Ieri la folla di Madrid ha chiesto senza tanti complimenti la fine
della monarchia al grido di ‘Borboni a lavorare’ e sventolando centinaia
di bandiere dai colori oro, rosso e viola. Un atto d'accusa vero e
proprio nei confronti di una famiglia regnante segnata da scandali
sempre più gravi, con una credibilità ai minimi storici e con un calo di
prestigio interno ed internazionale ai massimi livelli. Al rifiuto
storico dell’istituzione monarchica per motivi nazionali da parte di
catalani e baschi, ora settori sempre più larghi dell’opinione pubblica
spagnola non sopportano più il lusso e gli sprechi di personaggi sempre
più discussi. A nulla è valso puntare sulla modernizzazione e la
trasparenza, aprendo in corso d'opera un sito web per i cittadini
desiderosi di entrare in contatto con la Casa Reale, o annunciare una
autoriduzione dello stipendio da re del 7%. Ad aprile l’ultimo scandalo
per l’anziano re, durante un viaggio in Botswana: ritratto dopo aver
ucciso un elefante durante una battuta di caccia (cosa che gli è costata
la rottura di un femore e anche la carica di presidente onorario del
WWF), Juan Carlos è stato criticato per aver portato con sé l'amica
principessa tedesca Corinna zu Sayn Wittengstein. Nonostante le scuse
pubbliche – tardive – gli spagnoli non hanno perdonato, e tra lui e la
Regina Sofia è sceso il gelo. E mentre il re passava da un intervento
chirurgico all'altro le inchieste della magistratura hanno rivelato le
truffe e gli affari sporchi di cui si sarebbero macchiati il genero del
re, Inaki Urdangarin, e l’Infanta Cristina.
Il 7 aprile il
quotidiano El Pais ha pubblicato i risultati di un sondaggio che sembra
una condanna senza appello del re: il 53% degli spagnoli disapprova
l’operato del sovrano. Una percentuale che si è riflessa nella grande
partecipazione alla marcia di ieri. Moltissimi i giovani a gridare
slogan a favore di una repubblica vista come il fumo negli occhi dai
poteri di fatto ereditati dal periodo della dittatura, considerata dalla
destra e non solo l’anticamera del disfacimento dello stato sotto i
colpi delle nazionalità ribelli e delle richieste sempre più insistenti
di una riforma democratica della Costituzione scritta sotto egemonia
franchista. “Ci dovrebbe essere un referendum per chiederci se vogliamo
la monarchia o no – ha detto al quotidiano Publico un giovane
disoccupato – Altrimenti continuerà a dominarci una monarchia ereditata
da un dittatore e imposta da un fascista che per 40 anni ha governato
questo paese. Vogliamo poter decidere il nostro futuro”.
Durante il
lungo serpentone visibili le forze politiche e sociali che da sempre
difendono, alcune in modo più timido ed altre senza sconti, la
repubblica. Da Izquierda Unida a Izquierda Castellana, dal cosiddetto
movimento degli ‘indignados’ al Partito Comunista dei Popoli di Spagna,
dai collettivi anarchici ad alcuni gruppi repubblicani. Forze per le
quali la cancellazione dell’istituzione monarchica va necessariamente
accompagnata da una profonda riforma della costituzione, che ad esempio
cancelli quell’articolo 135 che impone il pagamento del debito
condannando alla povertà milioni di cittadini. Per la gioia dei
fotografi, al corteo di Madrid ha partecipato anche il colonnello
dell’esercito Amadeo Martinez, condannato lo scorso marzo per ‘ingiurie’
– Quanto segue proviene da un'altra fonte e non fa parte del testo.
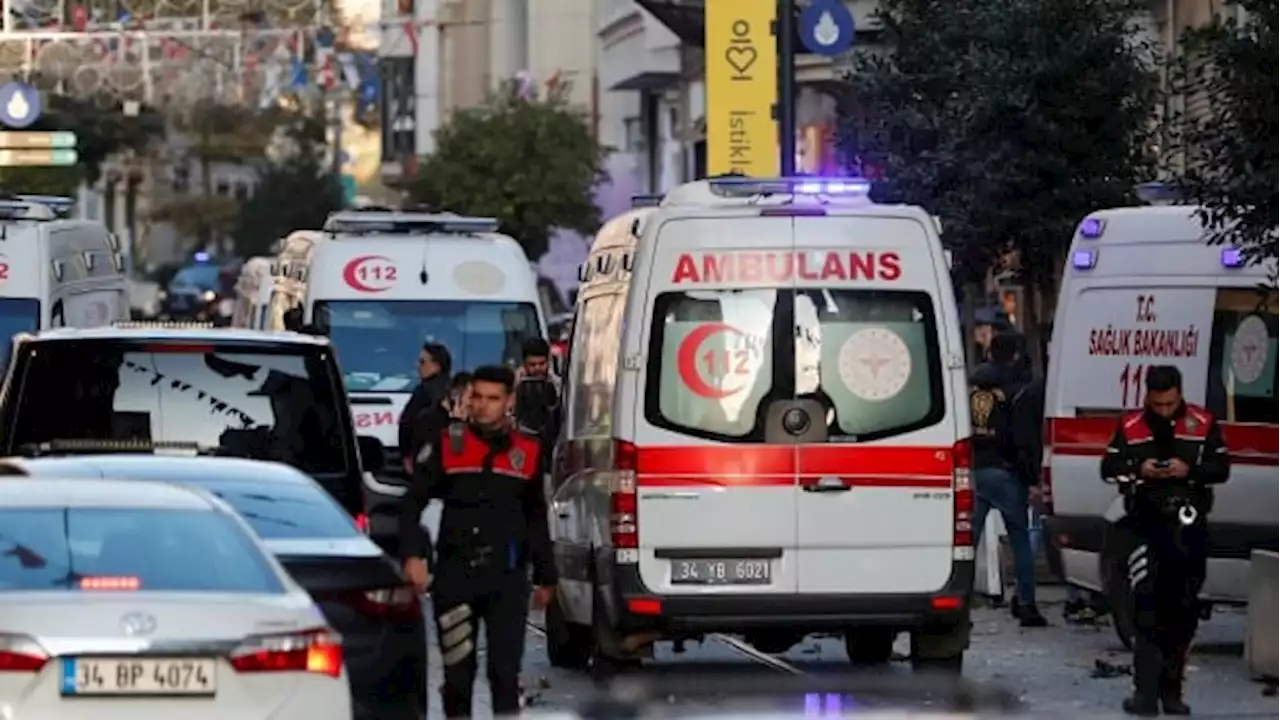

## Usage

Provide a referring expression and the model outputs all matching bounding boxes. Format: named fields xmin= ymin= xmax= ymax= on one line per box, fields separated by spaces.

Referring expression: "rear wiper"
xmin=18 ymin=438 xmax=218 ymax=457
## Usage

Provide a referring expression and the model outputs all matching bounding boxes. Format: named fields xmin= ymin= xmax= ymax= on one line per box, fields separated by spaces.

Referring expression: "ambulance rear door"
xmin=628 ymin=209 xmax=797 ymax=594
xmin=782 ymin=209 xmax=964 ymax=594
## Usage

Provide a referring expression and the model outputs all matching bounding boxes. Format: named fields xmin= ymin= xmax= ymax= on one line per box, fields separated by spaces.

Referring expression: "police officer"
xmin=399 ymin=342 xmax=453 ymax=474
xmin=1102 ymin=365 xmax=1230 ymax=717
xmin=401 ymin=366 xmax=556 ymax=717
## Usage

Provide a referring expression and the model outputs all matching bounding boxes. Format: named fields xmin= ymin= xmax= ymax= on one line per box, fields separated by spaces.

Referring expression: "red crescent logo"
xmin=676 ymin=323 xmax=744 ymax=400
xmin=342 ymin=255 xmax=396 ymax=292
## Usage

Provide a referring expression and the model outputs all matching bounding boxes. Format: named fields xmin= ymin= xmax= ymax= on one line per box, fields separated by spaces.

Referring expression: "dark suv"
xmin=0 ymin=323 xmax=390 ymax=543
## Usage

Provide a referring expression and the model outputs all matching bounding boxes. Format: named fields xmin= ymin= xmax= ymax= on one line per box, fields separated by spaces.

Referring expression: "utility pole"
xmin=777 ymin=0 xmax=796 ymax=177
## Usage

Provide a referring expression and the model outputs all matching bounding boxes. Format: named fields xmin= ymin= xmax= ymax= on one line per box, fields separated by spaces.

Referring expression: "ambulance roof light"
xmin=707 ymin=176 xmax=872 ymax=199
xmin=1133 ymin=182 xmax=1183 ymax=205
xmin=324 ymin=211 xmax=500 ymax=234
xmin=631 ymin=195 xmax=663 ymax=209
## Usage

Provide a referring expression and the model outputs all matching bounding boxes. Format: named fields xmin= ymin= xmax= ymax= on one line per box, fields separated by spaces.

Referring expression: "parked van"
xmin=547 ymin=177 xmax=974 ymax=670
xmin=0 ymin=195 xmax=129 ymax=363
xmin=1044 ymin=206 xmax=1280 ymax=641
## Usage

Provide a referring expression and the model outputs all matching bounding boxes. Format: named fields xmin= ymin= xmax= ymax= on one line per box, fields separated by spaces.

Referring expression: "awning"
xmin=609 ymin=72 xmax=680 ymax=92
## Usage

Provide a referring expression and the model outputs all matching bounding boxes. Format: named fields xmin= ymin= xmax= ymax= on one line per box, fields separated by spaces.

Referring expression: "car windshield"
xmin=0 ymin=507 xmax=284 ymax=593
xmin=0 ymin=297 xmax=40 ymax=372
xmin=169 ymin=264 xmax=219 ymax=290
xmin=9 ymin=341 xmax=349 ymax=474
xmin=315 ymin=300 xmax=541 ymax=392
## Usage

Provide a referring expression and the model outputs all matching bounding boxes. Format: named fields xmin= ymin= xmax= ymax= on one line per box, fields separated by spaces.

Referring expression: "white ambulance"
xmin=547 ymin=177 xmax=973 ymax=670
xmin=259 ymin=210 xmax=547 ymax=470
xmin=1044 ymin=199 xmax=1280 ymax=641
xmin=0 ymin=195 xmax=129 ymax=361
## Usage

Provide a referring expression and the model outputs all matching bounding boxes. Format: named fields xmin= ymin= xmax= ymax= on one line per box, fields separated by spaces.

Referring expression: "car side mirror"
xmin=356 ymin=436 xmax=387 ymax=473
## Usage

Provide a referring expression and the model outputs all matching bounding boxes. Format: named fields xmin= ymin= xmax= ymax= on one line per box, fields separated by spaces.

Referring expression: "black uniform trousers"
xmin=1128 ymin=519 xmax=1208 ymax=698
xmin=431 ymin=553 xmax=530 ymax=717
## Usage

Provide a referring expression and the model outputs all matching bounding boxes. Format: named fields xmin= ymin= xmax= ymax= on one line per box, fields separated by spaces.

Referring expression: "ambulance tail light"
xmin=1041 ymin=418 xmax=1053 ymax=515
xmin=951 ymin=438 xmax=974 ymax=560
xmin=609 ymin=439 xmax=640 ymax=564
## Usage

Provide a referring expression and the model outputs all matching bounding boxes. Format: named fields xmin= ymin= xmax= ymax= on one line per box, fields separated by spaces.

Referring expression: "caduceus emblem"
xmin=969 ymin=388 xmax=1005 ymax=436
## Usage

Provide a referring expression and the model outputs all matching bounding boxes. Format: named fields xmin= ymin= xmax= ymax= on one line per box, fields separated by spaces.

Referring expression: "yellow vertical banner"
xmin=705 ymin=0 xmax=780 ymax=177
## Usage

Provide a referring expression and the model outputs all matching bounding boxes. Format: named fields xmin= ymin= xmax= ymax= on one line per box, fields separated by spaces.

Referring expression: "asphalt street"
xmin=430 ymin=588 xmax=1280 ymax=717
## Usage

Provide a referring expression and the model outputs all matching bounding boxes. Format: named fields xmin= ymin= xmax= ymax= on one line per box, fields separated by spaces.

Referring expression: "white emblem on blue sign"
xmin=800 ymin=0 xmax=856 ymax=58
xmin=0 ymin=82 xmax=41 ymax=129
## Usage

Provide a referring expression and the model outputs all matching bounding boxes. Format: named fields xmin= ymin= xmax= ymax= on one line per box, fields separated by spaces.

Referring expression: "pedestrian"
xmin=1102 ymin=365 xmax=1231 ymax=717
xmin=401 ymin=366 xmax=557 ymax=717
xmin=399 ymin=341 xmax=453 ymax=474
xmin=513 ymin=337 xmax=562 ymax=471
xmin=969 ymin=332 xmax=1048 ymax=628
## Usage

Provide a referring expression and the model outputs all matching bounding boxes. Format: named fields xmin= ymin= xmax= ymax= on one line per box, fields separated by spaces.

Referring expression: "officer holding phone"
xmin=1102 ymin=365 xmax=1230 ymax=717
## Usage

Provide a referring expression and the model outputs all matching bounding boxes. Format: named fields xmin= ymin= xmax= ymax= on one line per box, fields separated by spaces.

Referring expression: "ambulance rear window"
xmin=645 ymin=288 xmax=946 ymax=442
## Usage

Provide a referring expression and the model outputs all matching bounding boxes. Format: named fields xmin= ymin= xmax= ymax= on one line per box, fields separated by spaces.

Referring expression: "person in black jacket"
xmin=401 ymin=366 xmax=557 ymax=717
xmin=399 ymin=342 xmax=453 ymax=474
xmin=969 ymin=332 xmax=1048 ymax=628
xmin=1101 ymin=365 xmax=1231 ymax=717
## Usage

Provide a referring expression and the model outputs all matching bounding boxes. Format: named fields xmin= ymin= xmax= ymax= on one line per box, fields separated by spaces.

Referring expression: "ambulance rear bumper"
xmin=605 ymin=561 xmax=974 ymax=633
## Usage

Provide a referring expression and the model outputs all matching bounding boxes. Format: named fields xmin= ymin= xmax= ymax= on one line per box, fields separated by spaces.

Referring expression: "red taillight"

al re perché si era permesso di dichiarare pubblicamente che è giunto
il tempo di cambiare regime. Vestendo la sua uniforme ha detto ai
giornalisti: “La Repubblica per me è tutto. Nel XXI secolo è giunta
l’ora che la Spagna entri nell’era moderna, adottando una vera
democrazia. Ciò che abbiamo avuto in questi anni è stato il
postfranchismo non la democrazia. (...) E’ arrivata la fine del ciclo
del regime juancarlista”. Insieme al militare repubblicano – una mosca
bianca, senza dubbio – hanno sfilato le associazioni delle vittime del
franchismo e quelle per il recupero della memoria storica. Per molti
spagnoli, baschi, catalani e galiziani il franchismo vive ancora in
quelle istituzioni che garantiscono l’impunità ai gerarchi della
dittatura e che condannano all’oblio il ricordo dei crimini compiuti dal
franchismo nel corso di più di 40 anni.